When she was 16, she published anonymously the song "Fiskerpigens Klagesang" (The Fisherwoman's Lament) for which she had also composed the music. Reprinted in three editions, it was followed by similar songs: "Vemod" (Melancholy, 1851), "Længsel" (Longing, 1856) and "Amors Rekrut" (Amor's Recruit, 1858). She went on to write two long narrative poems, "Ivan Mikkel" (1860) and, using the pen mane Johan Fedder, "Den sorte Ravn" (The Black Raven, 1861).

Published anonymously, her first novel tells the romantic story of Caja. It first appeared in installments in Dagbladet before being published as a book in 1860. Also published anonymously were Planterens Datter (The Planter's Daughter, 1864) and I Jylland (In Jutland, 1866) Using the pen name Carl Krone, she published a book containing two short stories, Hans Lindberg and Jeppe, in 1866 and as Thorvald Thure, Blancogade Nummer Syv in 1867.

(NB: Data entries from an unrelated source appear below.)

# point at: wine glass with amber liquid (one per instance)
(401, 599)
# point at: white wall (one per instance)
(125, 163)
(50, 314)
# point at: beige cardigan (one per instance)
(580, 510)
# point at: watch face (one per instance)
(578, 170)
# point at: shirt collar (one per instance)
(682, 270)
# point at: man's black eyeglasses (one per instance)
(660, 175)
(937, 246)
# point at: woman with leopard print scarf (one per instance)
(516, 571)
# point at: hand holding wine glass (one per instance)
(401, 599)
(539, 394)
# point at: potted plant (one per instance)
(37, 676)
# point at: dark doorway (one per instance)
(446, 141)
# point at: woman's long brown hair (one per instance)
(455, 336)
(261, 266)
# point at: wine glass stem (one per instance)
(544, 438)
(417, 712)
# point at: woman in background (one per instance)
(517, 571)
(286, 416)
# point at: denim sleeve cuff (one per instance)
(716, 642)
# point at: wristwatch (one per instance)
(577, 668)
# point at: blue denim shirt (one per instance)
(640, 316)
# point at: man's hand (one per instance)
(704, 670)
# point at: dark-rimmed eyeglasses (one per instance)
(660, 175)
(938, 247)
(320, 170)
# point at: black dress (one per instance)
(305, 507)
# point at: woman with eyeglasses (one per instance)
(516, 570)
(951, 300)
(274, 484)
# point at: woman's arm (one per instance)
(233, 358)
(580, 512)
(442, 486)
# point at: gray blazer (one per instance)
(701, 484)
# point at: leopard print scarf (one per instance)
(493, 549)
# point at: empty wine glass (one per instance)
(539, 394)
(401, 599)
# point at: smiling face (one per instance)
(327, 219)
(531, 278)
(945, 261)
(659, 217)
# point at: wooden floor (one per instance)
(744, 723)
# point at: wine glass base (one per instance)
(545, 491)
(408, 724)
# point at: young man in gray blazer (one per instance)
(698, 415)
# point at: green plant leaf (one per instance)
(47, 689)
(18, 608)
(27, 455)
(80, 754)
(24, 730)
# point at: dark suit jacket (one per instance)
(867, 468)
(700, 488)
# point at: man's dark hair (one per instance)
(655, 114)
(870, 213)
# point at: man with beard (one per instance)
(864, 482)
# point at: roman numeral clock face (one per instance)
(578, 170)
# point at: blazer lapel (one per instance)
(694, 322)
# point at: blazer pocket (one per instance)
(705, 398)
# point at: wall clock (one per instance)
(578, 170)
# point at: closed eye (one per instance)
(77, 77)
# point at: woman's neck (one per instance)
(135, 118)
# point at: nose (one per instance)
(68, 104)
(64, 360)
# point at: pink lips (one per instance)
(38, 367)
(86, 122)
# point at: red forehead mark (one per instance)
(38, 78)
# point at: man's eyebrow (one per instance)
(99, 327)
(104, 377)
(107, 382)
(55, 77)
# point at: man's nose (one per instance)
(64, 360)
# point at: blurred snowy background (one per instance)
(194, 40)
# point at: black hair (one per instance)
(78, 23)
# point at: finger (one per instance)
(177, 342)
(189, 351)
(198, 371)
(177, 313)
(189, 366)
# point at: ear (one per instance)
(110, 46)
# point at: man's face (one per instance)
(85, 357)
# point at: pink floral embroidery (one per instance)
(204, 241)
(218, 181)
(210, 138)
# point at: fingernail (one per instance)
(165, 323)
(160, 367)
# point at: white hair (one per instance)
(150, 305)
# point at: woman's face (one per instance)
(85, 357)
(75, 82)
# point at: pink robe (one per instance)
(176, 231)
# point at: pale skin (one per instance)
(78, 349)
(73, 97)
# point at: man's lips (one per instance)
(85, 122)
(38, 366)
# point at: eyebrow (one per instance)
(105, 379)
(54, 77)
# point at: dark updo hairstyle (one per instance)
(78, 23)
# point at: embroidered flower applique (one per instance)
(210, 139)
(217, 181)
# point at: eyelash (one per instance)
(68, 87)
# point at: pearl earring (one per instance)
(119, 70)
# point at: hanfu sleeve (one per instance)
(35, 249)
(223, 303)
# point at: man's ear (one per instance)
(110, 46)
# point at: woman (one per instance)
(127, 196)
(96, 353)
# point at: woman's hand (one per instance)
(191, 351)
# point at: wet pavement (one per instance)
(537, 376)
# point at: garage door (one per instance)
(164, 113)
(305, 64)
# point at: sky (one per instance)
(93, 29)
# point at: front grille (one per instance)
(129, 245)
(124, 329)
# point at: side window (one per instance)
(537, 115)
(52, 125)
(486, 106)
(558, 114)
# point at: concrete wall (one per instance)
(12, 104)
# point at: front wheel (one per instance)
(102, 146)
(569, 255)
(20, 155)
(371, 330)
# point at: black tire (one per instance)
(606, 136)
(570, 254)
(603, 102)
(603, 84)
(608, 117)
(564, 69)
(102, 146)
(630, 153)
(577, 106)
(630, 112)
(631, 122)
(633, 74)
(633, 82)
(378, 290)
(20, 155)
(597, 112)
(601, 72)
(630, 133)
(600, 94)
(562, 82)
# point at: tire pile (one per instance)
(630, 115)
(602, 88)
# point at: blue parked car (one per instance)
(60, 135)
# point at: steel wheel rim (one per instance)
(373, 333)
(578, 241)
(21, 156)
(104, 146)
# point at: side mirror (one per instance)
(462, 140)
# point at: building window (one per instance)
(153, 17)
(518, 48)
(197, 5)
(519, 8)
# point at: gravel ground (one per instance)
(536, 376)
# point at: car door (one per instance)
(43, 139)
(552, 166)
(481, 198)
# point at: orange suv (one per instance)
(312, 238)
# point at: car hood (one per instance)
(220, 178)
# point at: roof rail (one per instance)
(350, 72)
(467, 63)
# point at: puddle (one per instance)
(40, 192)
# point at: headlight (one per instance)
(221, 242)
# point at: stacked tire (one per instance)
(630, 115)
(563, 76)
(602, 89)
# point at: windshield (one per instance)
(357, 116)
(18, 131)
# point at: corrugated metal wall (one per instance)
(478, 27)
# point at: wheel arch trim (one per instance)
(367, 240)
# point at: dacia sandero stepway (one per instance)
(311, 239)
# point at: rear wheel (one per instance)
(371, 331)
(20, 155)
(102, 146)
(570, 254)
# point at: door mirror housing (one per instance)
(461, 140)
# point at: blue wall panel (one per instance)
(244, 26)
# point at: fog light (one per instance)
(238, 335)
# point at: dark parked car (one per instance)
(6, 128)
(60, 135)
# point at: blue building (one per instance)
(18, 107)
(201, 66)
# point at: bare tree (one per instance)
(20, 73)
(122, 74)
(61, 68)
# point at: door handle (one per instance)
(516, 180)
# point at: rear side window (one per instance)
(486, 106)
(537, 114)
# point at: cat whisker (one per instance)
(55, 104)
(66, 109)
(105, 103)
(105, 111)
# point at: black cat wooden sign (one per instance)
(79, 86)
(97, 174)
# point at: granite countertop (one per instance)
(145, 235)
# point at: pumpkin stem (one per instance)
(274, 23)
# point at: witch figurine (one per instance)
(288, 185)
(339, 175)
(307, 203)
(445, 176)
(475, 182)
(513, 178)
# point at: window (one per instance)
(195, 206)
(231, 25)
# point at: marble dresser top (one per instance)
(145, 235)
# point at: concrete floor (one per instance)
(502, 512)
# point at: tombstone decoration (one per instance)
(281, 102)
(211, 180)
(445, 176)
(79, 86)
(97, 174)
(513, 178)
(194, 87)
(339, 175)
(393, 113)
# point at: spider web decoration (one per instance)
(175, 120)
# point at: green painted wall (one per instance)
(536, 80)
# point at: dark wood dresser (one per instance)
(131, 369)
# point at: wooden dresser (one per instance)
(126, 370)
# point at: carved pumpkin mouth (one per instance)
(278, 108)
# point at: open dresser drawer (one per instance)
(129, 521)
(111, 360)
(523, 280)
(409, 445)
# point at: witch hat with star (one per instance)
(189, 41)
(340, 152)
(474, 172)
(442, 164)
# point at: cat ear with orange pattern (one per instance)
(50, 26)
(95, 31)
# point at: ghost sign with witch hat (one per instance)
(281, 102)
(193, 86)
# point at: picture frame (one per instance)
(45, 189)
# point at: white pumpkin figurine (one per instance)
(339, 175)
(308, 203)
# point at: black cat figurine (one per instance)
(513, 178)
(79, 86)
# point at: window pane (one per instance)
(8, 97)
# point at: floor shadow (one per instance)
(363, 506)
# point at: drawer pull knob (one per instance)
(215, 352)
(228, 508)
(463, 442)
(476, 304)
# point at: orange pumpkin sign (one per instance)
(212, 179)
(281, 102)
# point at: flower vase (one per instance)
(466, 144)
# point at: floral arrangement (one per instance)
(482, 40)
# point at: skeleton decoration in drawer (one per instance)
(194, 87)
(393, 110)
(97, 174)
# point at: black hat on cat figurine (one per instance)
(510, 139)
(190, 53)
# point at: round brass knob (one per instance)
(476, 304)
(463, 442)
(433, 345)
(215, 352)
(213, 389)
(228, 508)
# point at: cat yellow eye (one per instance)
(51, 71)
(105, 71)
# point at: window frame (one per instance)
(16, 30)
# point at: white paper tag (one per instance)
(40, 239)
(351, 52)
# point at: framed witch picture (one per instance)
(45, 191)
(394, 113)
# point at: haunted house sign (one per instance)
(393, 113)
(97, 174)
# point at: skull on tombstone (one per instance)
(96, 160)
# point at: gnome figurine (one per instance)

After marrying Axel Juel in 1867, she spent the next ten years in Aalborg where her husband was employed. In 1876, the family settled in Copenhagen.
Later publications included three novels: Hittebarnet (1870), Zigeunerbarnet (1871), Karen (1874) and the short story collection Paa Skraaplanet (1891). Together with her two sisters, she contributed to the children's book of stories and verse, Ei blot til Lyst (1880) and the play En Skilsmisse (A Divorce, 1872). The play was presented at Copenhagen's Royal Danish Theatre as Et Ægteskab in Fare (A Marriage in Danger) in 1875.

Many of her works were translated into Swedish and German. According to Schriftsteller-Lexikon der Gegenwart, she gained considerable popularity in Germany.

Teckla Juel died in Copenhagen on 27 October 1904.